Abstract:Merging datasets across institutions is a lengthy and costly procedure, especially when it involves private information. Data hosts may therefore want to prospectively gauge which datasets are most beneficial to merge with, without revealing sensitive information. For causal estimation this is particularly challenging as the value of a merge will depend not only on the reduction in epistemic uncertainty but also the improvement in overlap. To address this challenge, we introduce the first cryptographically secure information-theoretic approach for quantifying the value of a merge in the context of heterogeneous treatment effect estimation. We do this by evaluating the Expected Information Gain (EIG) and utilising multi-party computation to ensure it can be securely computed without revealing any raw data.

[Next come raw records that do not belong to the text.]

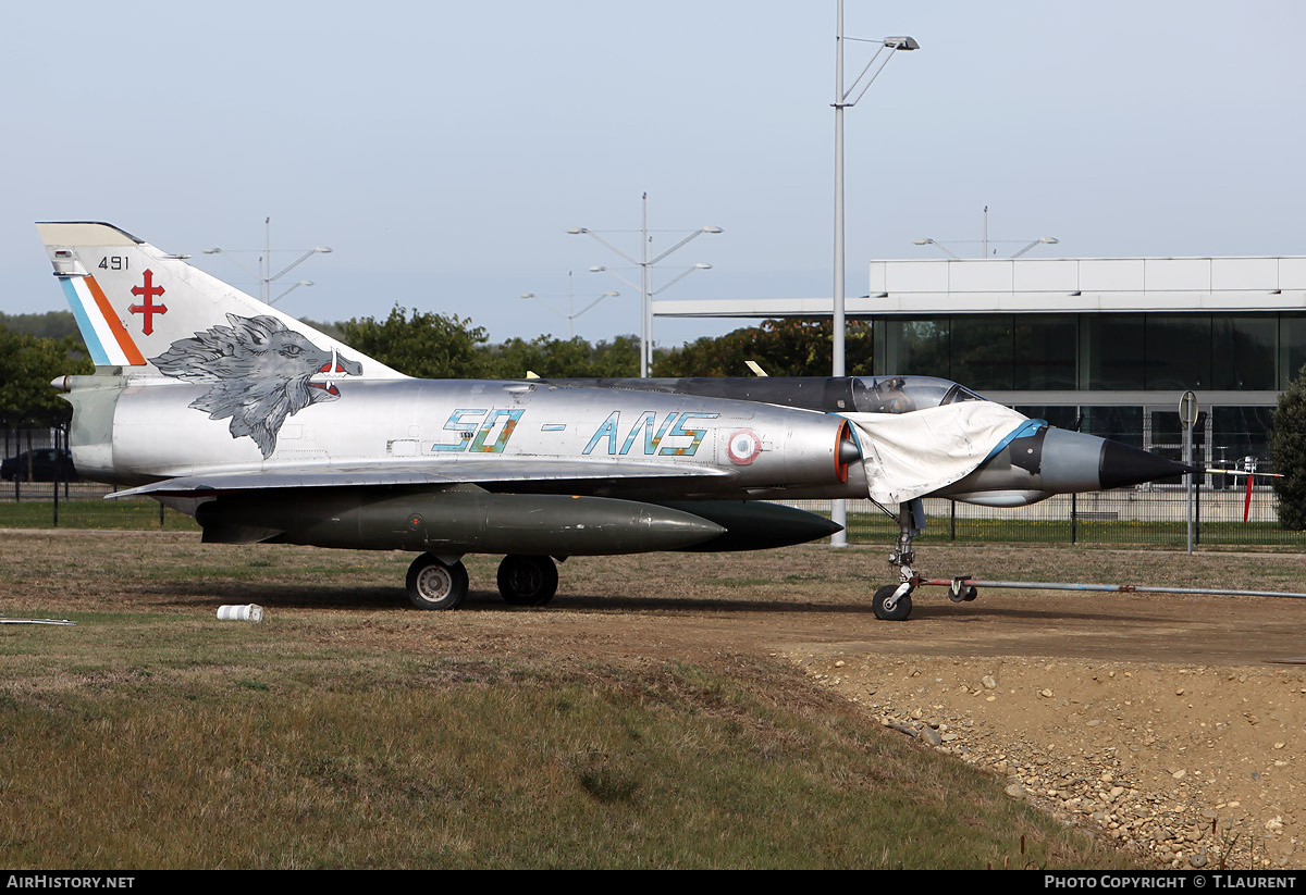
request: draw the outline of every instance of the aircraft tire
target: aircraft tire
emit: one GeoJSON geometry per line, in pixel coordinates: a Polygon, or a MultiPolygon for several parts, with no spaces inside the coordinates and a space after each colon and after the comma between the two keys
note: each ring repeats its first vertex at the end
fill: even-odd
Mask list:
{"type": "Polygon", "coordinates": [[[893,596],[893,592],[897,588],[897,584],[885,584],[880,590],[875,591],[875,599],[871,600],[871,609],[875,612],[875,617],[880,621],[906,621],[906,617],[912,614],[910,591],[899,598],[897,603],[893,604],[892,612],[884,608],[884,600],[893,596]]]}
{"type": "Polygon", "coordinates": [[[512,605],[545,605],[558,592],[558,566],[547,556],[509,553],[499,564],[499,594],[512,605]]]}
{"type": "Polygon", "coordinates": [[[457,609],[468,595],[462,562],[445,565],[431,553],[413,560],[407,574],[409,601],[418,609],[457,609]]]}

As we demonstrate, this can be used with differential privacy (DP) to ensure privacy requirements whilst preserving more accurate computation than naive DP alone. To the best of our knowledge, this work presents the first privacy-preserving method for dataset acquisition tailored to causal estimation. We demonstrate the effectiveness and reliability of our method on a range of simulated and realistic benchmarks. The code is available anonymously.